Where do I find the Removal Order Detail report in Seller Central?+
Navigate to Reports > Fulfilment > Removals in Seller Central. Select the Removal Order Detail tab (not the Removal Shipment Detail tab). Set your date range and click Generate Report. You can view it online or download as a CSV/TSV file.
What is the difference between Removal Order Detail and Removal Shipment Detail?+
The Order Detail report shows one row per item per shipment, including order-level fields like status and request date. The Shipment Detail report focuses on carrier and tracking information with one row per shipment. You need both for full reconciliation, but the Order Detail report is your starting point because it links items to shipments.
How far back can I generate the Removal Order Detail report?+
Up to 365 days in Seller Central.
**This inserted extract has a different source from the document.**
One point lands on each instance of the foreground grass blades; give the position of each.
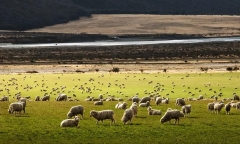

For claims, the practical window is shorter: 74 days from shipment creation for lost-in-transit claims and 60 days from delivery for damage or grading disputes. Pull the report weekly to stay inside the window.
Why does the report show more rows than I expected?+
Amazon generates one row per item per shipment. If 30 units of one ASIN are split across 3 shipments (10 each), you see 3 rows for that ASIN. Multi-ASIN orders with multiple shipments multiply further. Group by shipment ID to see the box-by-box breakdown.
Can I use this report to file reimbursement claims directly?+
The report is your evidence base, not a claim form. It provides the removal order IDs, shipment IDs, tracking numbers, and quantity data you reference when opening a case in Seller Central. Cross-reference the report against your goods-in records to identify discrepancies, then file a case for each shortfall.